Alone he bore it, calling for no aid. In a few minutes the pain had partially passed, and he rang for his servant. An old man now, that servant: he had for years attended on Sir George Godolphin.

“Bexley, I have been ill again,” said Thomas, quietly. “Will you ask Miss Godolphin to write a line to Mr. Verrall, saying that I am unable to attend.”

Bexley cast a strangely yearning look on the pale, suffering face of his master. He had seen him in these paroxysms once or twice. “I wish you would have Mr. Snow called in, sir!” he cried.

“I think I shall. He may give me some ease, possibly. Take my message to your mistress, Bexley.”

The effect of the message was to bring Janet to the room. “Taken ill! a sharp inward pain!” she was repeating, after Bexley. “Thomas, what sort of a pain is it? It seems to me that you have had the same before lately.”

“Write a few words the first thing, will you, Janet? I should not like to keep them waiting for me.”

Janet, punctilious as Thomas, considerate as he was for others, sat down and wrote the note, despatching it at once by Andrew, one of the serving men. Few might have set about and done it so calmly as Janet, considering that she had a great fear thumping at her heart. A fear which had never penetrated it until this moment. With something very like sickness, had flashed into her memory their mother’s pain. A sharp, agonizing pain had occasionally attacked her, the symptom of the inward malady of which she had died. Was the same fatal malady attacking Thomas? The doctors had expressed their fears then that it might prove hereditary.

In the corridor, as Janet was going back to Thomas’s room, the note despatched, she encountered Bexley. The sad, apprehensive look in the old man’s face struck her. She touched his arm, and beckoned him into an empty room.

“What is it that is the matter with your master?” “I don’t know,” was the answer: but the words were spoken in a tone which caused Janet to think that the old man was awake to the same fears that she was. “Miss Janet, I am afraid to think what it may be.”

“Is he often ill like this?”

“I know but of a time or two, ma’am. But that’s a time or two too many.”

Janet returned to the room. Thomas was leaning back in his chair, his face ghastly, his hands fallen, prostrate altogether from the effects of the agony. Things were coming into her mind one by one: how much time Thomas had spent in his own room of late; how seldom, comparatively speaking, he went to the Bank; how often he had the brougham, instead of walking, when he did go to it. Once—why, it was only this very last Sunday!—he had not gone near church all day long. Janet’s fears grew into certainties.

She took a chair, drawing it nearer to Thomas. Not speaking of her fears, but asking him in a soothing tone how he felt, and what had caused his illness. “Have you had the same pain before?” she continued.

“Several times,” he answered. “But it has been worse to-night than I have previously felt it. Janet, I fear it may be the forerunner of my call. I did not think to leave you so soon.”

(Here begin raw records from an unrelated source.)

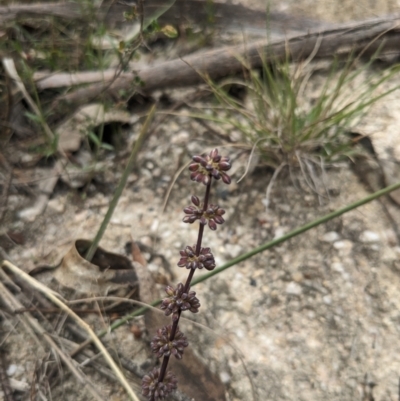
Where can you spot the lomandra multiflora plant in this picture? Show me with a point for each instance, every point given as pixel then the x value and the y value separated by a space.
pixel 169 340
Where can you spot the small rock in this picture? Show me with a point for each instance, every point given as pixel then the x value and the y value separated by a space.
pixel 368 237
pixel 293 289
pixel 233 250
pixel 327 299
pixel 344 245
pixel 225 377
pixel 337 267
pixel 330 236
pixel 56 205
pixel 297 277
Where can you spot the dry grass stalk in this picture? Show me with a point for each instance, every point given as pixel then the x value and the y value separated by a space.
pixel 56 299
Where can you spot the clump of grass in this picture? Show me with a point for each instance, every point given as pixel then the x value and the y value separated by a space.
pixel 288 122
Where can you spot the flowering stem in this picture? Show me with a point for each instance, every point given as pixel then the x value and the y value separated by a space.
pixel 169 340
pixel 188 281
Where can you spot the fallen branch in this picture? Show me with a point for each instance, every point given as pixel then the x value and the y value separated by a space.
pixel 366 37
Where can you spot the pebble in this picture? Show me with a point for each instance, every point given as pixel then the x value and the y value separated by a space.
pixel 327 299
pixel 297 277
pixel 337 267
pixel 56 205
pixel 368 237
pixel 330 236
pixel 12 369
pixel 345 246
pixel 293 289
pixel 225 377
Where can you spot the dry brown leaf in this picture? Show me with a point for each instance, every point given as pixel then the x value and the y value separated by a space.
pixel 107 273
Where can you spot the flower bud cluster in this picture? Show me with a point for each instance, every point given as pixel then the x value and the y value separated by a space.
pixel 179 300
pixel 211 215
pixel 169 340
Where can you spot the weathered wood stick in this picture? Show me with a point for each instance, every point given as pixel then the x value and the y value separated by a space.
pixel 366 37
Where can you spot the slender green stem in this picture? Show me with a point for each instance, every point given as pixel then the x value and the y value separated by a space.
pixel 298 231
pixel 264 247
pixel 121 185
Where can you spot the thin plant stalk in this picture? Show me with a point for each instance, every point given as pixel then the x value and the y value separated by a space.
pixel 121 185
pixel 264 247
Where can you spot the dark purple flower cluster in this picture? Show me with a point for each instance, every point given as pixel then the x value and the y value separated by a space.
pixel 191 261
pixel 169 340
pixel 156 390
pixel 211 165
pixel 212 215
pixel 178 300
pixel 162 345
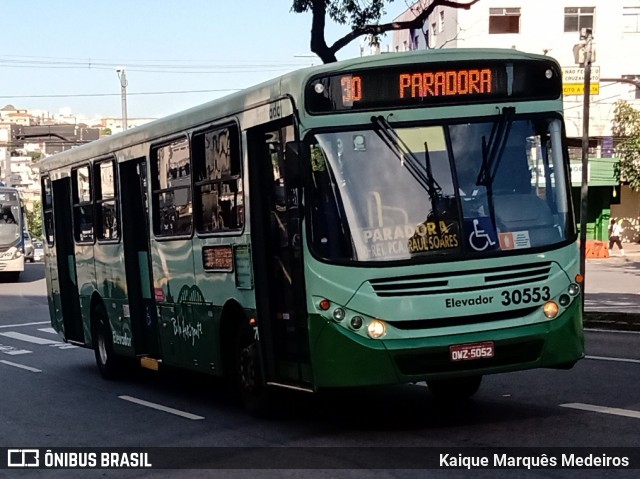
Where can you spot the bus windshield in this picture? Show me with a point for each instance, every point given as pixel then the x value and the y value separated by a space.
pixel 457 189
pixel 9 225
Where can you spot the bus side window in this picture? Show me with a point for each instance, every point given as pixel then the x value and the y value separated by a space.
pixel 218 180
pixel 171 184
pixel 82 204
pixel 107 219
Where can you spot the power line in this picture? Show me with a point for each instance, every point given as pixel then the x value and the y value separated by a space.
pixel 79 95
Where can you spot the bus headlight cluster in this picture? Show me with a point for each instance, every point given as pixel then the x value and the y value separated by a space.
pixel 338 314
pixel 550 309
pixel 375 328
pixel 574 289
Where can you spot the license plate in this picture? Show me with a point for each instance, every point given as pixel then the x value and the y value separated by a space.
pixel 471 351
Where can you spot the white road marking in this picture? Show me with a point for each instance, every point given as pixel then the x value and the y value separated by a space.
pixel 48 330
pixel 606 410
pixel 11 351
pixel 21 366
pixel 6 326
pixel 160 407
pixel 615 331
pixel 29 339
pixel 620 360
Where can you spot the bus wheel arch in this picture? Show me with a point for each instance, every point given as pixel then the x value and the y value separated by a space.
pixel 102 341
pixel 248 370
pixel 232 318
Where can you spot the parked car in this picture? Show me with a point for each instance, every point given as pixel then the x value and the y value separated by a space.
pixel 38 250
pixel 28 247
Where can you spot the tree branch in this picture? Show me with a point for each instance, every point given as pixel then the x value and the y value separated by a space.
pixel 328 54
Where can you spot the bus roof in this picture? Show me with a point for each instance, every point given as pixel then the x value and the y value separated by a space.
pixel 290 83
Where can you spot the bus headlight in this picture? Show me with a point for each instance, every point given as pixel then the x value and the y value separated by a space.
pixel 550 309
pixel 356 322
pixel 377 328
pixel 564 300
pixel 338 314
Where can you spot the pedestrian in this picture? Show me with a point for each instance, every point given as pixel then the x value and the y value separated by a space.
pixel 615 234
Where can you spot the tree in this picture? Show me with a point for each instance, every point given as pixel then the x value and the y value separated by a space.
pixel 626 130
pixel 363 17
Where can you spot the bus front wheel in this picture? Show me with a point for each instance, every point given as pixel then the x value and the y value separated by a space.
pixel 103 346
pixel 454 388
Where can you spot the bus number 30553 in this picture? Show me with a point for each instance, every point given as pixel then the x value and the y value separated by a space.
pixel 526 295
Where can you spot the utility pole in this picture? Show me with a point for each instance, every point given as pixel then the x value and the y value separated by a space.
pixel 586 35
pixel 123 91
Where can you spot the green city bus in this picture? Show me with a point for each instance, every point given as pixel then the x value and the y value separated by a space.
pixel 382 220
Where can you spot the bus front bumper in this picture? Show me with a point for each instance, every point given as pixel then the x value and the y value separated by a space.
pixel 341 358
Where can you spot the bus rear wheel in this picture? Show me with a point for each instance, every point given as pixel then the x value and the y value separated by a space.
pixel 454 389
pixel 106 360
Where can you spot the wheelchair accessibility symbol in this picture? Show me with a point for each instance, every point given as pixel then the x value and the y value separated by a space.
pixel 479 239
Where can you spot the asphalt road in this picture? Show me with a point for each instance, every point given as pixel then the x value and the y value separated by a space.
pixel 52 396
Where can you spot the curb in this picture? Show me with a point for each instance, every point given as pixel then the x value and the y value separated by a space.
pixel 612 320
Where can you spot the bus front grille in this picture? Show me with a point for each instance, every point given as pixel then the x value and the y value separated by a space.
pixel 438 361
pixel 413 324
pixel 466 281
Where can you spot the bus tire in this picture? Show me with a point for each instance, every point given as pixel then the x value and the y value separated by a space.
pixel 106 360
pixel 255 395
pixel 454 389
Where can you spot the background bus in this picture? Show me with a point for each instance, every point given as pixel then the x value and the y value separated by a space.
pixel 381 220
pixel 12 225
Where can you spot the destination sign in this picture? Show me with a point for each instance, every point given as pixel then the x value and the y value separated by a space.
pixel 434 84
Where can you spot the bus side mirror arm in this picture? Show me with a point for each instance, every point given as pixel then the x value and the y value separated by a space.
pixel 294 158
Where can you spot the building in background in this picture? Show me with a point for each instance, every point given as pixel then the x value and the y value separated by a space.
pixel 553 28
pixel 26 137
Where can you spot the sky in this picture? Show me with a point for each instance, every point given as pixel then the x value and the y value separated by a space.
pixel 62 56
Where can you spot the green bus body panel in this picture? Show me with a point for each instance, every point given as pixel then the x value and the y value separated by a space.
pixel 341 359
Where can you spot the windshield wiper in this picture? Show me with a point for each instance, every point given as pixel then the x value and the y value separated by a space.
pixel 422 174
pixel 493 149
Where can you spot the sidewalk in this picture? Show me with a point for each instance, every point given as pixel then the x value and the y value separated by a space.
pixel 612 290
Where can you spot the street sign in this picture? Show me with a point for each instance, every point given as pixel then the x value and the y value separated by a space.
pixel 573 80
pixel 578 89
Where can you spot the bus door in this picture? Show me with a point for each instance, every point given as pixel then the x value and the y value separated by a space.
pixel 135 239
pixel 277 256
pixel 66 261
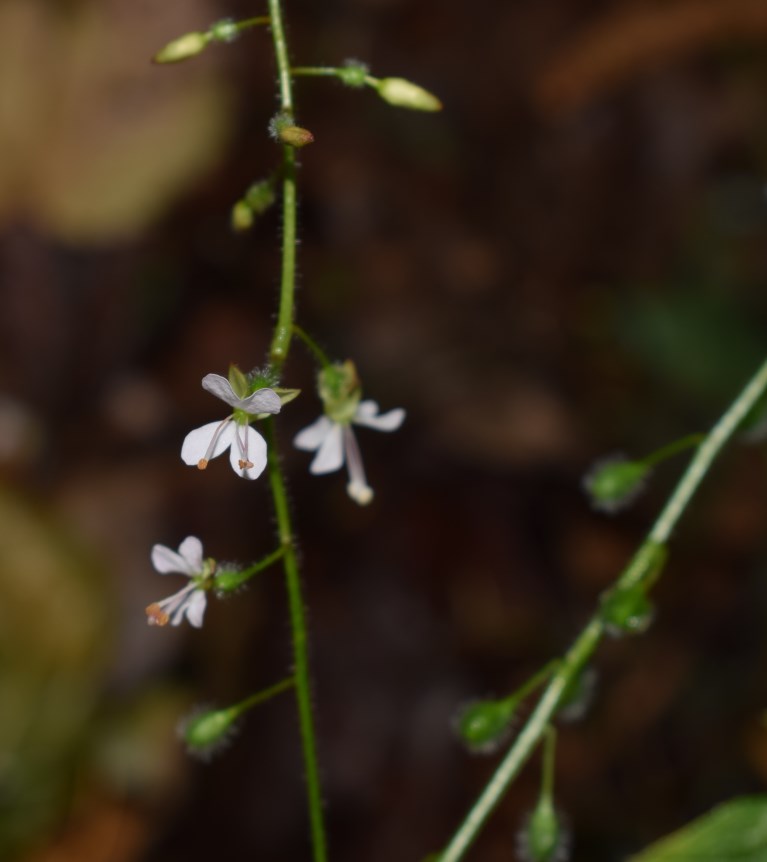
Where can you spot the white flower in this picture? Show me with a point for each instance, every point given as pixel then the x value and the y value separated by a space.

Except that Janet’s face went almost as pale as his, and that her fingers entwined themselves together so tightly as to cause pain, there was no outward sign of the grief that laid hold of her heart.

“Thomas, what is the complaint that you are fearing?” she asked, after a pause. “The same that—that——”

“That my mother had,” he quietly answered, speaking the words that Janet would not speak.

“It may not be so,” gasped Janet.

“True. But I think it is.”

“Why have you never spoken of this?”

“Because, until to-night, I have doubted whether it was so, or not. A suspicion, that it might be so, certainly was upon me: but it amounted to no more than suspicion. At times, when I feel quite well, I argue that I must be wrong.”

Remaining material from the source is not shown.